GATA-1 significantly contributes to the DMSO-induced promoter activity in MEL cells (Fig 6B). On the other hand, the amount of GATA-1–DNA complex formed at the −59/−54 GATA site was slightly decreased by DMSO treatment of MEL cells (Fig 8). DMSO treatment also did not increase the formation of DNA-protein complexes at CPRE and SP-1–like element (data not shown). Thus, GATA-1–mediated increase in transactivation and a decrease in DNA binding in DMSO-treated MEL cells may seem paradoxical. However, our findings are consistent with an earlier report, which showed that MEL cells contain two distinct GATA-binding proteins that have different patterns of expression during erythroid differentiation, and that GATA-1 mRNA levels decreased transiently during DMSO-induced differentiation.24 One possible explanation may be that GATA-1 may become an active form by certain modification such as phosphorylation during erythroid differentiation.35 Alternatively, DMSO treatment may induce interaction among transcription factors, resulting in the activation of the promoter function.

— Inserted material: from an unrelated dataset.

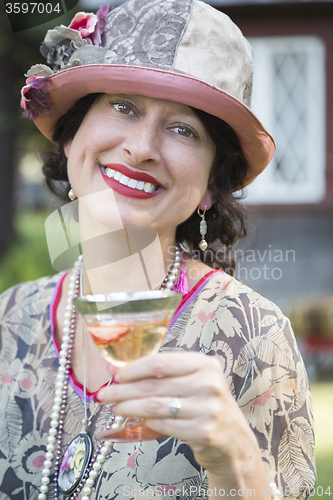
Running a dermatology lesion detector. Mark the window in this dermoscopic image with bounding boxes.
[246,36,325,204]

To account for tissue-specific regulation, we provide a hypothetical scheme for differential CPO regulation between erythroid and nonerythroid cells (Fig 10). Namely, in erythroid cells, binding proteins to the SP-1–like element, CPRE and GATA-1, cooperatively function in CPO gene expression. In contrast, in nonerythroid cells, CPRE-binding protein by itself plays a principal role in basic expression, while GATA-1 plays little role and the SP-1–like element may exert only a moderate activity. The tissue-specific regulation of CPO gene promoter function may also be influenced by differences in the affinity of tissue-specific factors to the SP-1–like element, Factor X and Y in MEL and NIH3T3 cells, respectively. While the exact nature of the regulatory mechanism of CPO gene expression is yet to be clarified, this model should serve as a useful hypothesis for evaluation for tissue-specific regulation of heme biosynthetic enzymes.

We thank Drs H. Motohashi, N. Minegishi, K. Furuyama, S. Suzuki, and H. Ohtsu for helpful discussions.